Announced the night of May 20 in a ceremony at London’s Tate Modern, it was the first time the award was given to a short story collection or any work translated from Kannada, a major Indian language. It was also the first time an Indian translator received the honor, which is widely regarded as the most influential for translated fiction and includes a cash prize of £50,000, split evenly between author and translator.

Written by Mushtaq between 1990 and 2023 and compiled by Bhasthi into the English collection, Heart Lamp’s 12 stories center on the lives of everyday women in patriarchal communities in southern India.

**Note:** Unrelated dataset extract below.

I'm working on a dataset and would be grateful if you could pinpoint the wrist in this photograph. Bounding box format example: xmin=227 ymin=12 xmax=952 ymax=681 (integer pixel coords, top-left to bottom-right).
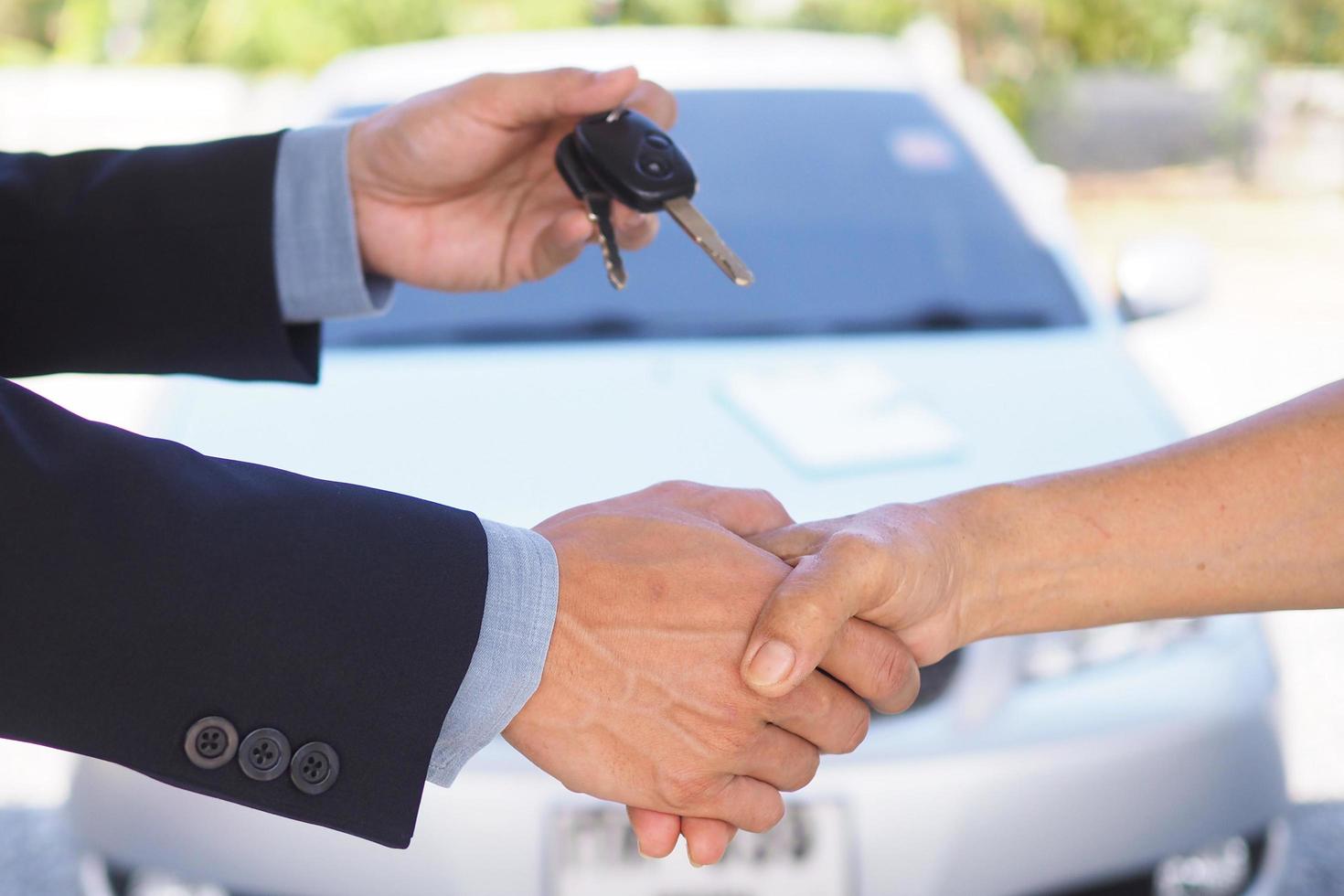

Mushtaq’s protagonists are based on real women she has encountered in her work as a lawyer and women's rights advocate.

In its review, PW highlighted the wide tonal and thematic range of Mushtaq’s stories, which include “a wryly humorous tale of three children trying to comfort their rapidly declining great-aunt" and a harrowing story of “a mother who resolves to self-immolate after her family refuses to support her choice to leave her unfaithful husband.”

And Other Stories, a U.K.-based indie publisher and first-time Booker recipient, was approached by Bhasthi’s agent Kanishka Gupta to acquire Heart Lamp after the collection won English PEN’s grant for sample translations, PEN Presents. Once published, the book went on to win the English PEN Translates Award in 2024.

Stefan Tobler, publisher of And Other Stories, noted the practical significance of winning the International Booker Prize. “A major prize success is something you do hope comes along every few years...to do that thing that happens in publishing, where the one book will also help you carry on and do the other books,” Tobler told PW.

The International Booker Prize is known to boost sales for the winning book. According to the Booker Prize Foundation, sales of the 2024 winner Kairos by Jenny Erpenbeck (New Directions), translated by Michael Hofmann, increased by 442% in the week after award was announced and rose to 80,000 copies in the past year, and the number of territories purchasing translation rights more than doubled. Tobler said that And Other Stories, which holds English and most other translation rights, had already been approached with numerous offers the day after the announcement.

Alongside the U.S. and U.K editions, both published by And Other Stories, sales of the Indian market English-language edition of Heart Lamp, published by Penguin Random House India, can also be expected to increase, and Indian translation rights, which are held by Bhasthi's agent, have already been sold for seven additional Indian languages.